Dass sich dergleichen Mini-Statistiken – a) über die Jahre hinweg rekrutierte der innere Kreis der Gruppe 15 Beiträger aus dem angloamerikanischen Raum, hingegen nur 5 aus Frankreich und der französischen Schweiz; b) neben gesamthaft 79 Literaturwissenschaftlern (unter ihnen 9 Anglisten, 30 Germanisten, 8 Klassische Philologen, 5 Komparatisten, 20 Romanisten und 7 Slawisten) trugen 6 Linguisten und Semiotiker, 29 Philosophen, 4 Theologen, 7 Historiker, 8 Kunsthistoriker, ein Ägyptologe, 4 Musikologen, 2 Film-und Medienwissenschaftler, 6 Soziologen, 4 Rechts-wissenschaftler, 3 Psychologen und im Untersuchungszusammenhang des letzten Bandes auch ein Biophysiker zu Poetik und Hermeneutik bei – nunmehr ohne den Aufwand einer Durchmusterung der Inhaltsverzeichnisse aller 17 Bande erheben lassen, ist dem Anhang der von Petra Boden und Rüdiger Zill mit Kompetenz und Umsicht besorgten Interviewsammlung zu verdanken. Sie enthält eine von Viola Vollm zusammengestellte Gesamtbibliographie (547–608), die neben den band-und seitenweise nachgewiesenen Beiträgen der Beteiligten auch deren Fachzugehörigkeiten verzeichnet (hingegen leider nicht ihre Lebensdaten, was eine rasche übersicht über die Generationskohorten des Unternehmens und entsprechende Anteilsverhältnisse ermöglicht hätte).

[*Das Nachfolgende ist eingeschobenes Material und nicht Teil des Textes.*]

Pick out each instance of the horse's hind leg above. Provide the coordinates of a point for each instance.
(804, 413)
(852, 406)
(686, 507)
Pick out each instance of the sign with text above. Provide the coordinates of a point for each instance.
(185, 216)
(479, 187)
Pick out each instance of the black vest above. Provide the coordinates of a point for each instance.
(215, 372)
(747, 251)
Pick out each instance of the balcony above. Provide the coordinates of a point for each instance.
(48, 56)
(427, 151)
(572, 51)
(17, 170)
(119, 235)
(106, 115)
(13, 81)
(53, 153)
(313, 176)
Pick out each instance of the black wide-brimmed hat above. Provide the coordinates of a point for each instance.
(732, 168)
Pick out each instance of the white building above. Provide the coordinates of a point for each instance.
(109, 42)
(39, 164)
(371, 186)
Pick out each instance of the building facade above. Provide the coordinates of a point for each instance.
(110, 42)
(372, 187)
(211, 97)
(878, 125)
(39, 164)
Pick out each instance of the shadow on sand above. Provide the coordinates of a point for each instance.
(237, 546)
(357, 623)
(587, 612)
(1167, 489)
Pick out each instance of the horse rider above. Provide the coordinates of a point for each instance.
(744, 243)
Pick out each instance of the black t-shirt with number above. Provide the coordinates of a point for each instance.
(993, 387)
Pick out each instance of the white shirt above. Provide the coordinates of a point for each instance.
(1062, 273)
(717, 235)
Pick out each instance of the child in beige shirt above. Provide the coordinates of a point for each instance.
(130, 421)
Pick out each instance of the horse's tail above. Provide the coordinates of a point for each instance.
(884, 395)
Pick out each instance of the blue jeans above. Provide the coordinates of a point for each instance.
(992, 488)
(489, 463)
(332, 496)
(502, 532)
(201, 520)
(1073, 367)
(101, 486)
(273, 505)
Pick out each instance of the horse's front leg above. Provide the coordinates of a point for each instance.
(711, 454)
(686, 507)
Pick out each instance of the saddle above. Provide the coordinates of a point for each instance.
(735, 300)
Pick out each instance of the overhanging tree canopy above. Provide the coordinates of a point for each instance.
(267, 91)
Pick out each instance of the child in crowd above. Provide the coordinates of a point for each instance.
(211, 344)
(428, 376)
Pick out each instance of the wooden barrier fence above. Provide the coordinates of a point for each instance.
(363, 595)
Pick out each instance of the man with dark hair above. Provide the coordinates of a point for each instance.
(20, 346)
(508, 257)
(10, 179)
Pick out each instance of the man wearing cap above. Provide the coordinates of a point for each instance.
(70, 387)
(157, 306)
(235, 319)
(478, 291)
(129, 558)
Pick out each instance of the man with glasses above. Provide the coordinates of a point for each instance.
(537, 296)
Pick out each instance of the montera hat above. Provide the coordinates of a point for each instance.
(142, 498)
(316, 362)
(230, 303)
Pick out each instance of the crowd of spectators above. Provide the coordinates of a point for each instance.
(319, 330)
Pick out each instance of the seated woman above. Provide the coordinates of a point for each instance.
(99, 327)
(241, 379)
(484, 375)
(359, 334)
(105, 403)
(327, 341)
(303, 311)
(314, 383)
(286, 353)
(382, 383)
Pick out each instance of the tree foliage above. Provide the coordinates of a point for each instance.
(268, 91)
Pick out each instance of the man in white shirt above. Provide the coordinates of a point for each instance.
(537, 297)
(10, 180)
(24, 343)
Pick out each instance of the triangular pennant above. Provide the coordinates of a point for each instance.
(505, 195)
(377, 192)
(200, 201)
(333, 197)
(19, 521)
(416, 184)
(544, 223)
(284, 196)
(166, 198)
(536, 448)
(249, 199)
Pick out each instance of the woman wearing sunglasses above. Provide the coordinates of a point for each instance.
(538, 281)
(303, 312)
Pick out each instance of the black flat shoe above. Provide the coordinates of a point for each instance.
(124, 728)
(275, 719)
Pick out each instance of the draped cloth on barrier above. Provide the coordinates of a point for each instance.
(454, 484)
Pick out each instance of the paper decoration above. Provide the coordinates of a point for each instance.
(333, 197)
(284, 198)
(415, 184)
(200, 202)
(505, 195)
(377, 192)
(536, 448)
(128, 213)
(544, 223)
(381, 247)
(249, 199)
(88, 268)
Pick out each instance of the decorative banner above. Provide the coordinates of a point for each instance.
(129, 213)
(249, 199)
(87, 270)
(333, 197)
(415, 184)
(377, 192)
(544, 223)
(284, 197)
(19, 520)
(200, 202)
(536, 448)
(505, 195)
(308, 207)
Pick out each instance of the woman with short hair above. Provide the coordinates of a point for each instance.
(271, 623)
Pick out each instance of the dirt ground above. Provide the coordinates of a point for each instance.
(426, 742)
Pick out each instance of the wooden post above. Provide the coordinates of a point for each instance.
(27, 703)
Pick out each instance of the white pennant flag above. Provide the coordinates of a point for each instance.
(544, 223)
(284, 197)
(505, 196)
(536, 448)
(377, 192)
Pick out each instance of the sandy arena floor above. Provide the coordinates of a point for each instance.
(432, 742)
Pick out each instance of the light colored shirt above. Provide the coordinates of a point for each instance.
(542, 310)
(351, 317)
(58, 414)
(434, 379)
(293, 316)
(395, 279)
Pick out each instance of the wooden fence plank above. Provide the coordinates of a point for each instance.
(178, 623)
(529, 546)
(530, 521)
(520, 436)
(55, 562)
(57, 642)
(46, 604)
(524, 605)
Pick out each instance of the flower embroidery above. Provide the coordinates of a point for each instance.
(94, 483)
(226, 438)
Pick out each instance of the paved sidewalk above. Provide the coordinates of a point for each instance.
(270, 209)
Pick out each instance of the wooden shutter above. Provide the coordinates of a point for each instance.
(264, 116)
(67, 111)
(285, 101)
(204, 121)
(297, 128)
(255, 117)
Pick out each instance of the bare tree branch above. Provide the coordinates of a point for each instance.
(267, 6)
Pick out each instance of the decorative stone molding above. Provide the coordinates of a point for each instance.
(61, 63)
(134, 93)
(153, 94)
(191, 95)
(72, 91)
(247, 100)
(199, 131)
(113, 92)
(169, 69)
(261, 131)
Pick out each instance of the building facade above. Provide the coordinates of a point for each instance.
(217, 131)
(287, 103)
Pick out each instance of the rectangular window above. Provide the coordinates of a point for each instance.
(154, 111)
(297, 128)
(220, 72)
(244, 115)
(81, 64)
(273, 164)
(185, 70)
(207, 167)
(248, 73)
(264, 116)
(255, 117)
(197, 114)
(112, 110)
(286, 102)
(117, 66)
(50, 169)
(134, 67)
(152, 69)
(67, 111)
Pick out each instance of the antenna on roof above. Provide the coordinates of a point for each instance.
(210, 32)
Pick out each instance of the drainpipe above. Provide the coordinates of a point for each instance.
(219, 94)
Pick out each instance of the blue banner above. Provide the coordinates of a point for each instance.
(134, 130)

Hohen Gebrauchswert gewinnt der Anhang des Bandes zudem durch die erstmalige Veröffentlichung der noch erhaltenen Exposés der Kolloquien – es sind die der Bände II, III und V–XVII (463–546). Mal mehr, mal weniger elaboriert, umreißen sie die Gegenstandskomplexe, Problemzusammenhänge und Forschungsfragen, zu deren Erörterung die für das jeweilige Kolloquium verantwortlichen Gruppenmitglieder disziplinübergreifend einluden. Wer unter den Ausersehenen war, erhielt also nicht nur ein freundliches Schreiben, vielmehr ein thematisch und heuristisch orientierendes Briefing, dessen Hinweise aus der je eigenen Fach-und Forschungskompetenz aufzunehmen und fruchtbar zu machen waren.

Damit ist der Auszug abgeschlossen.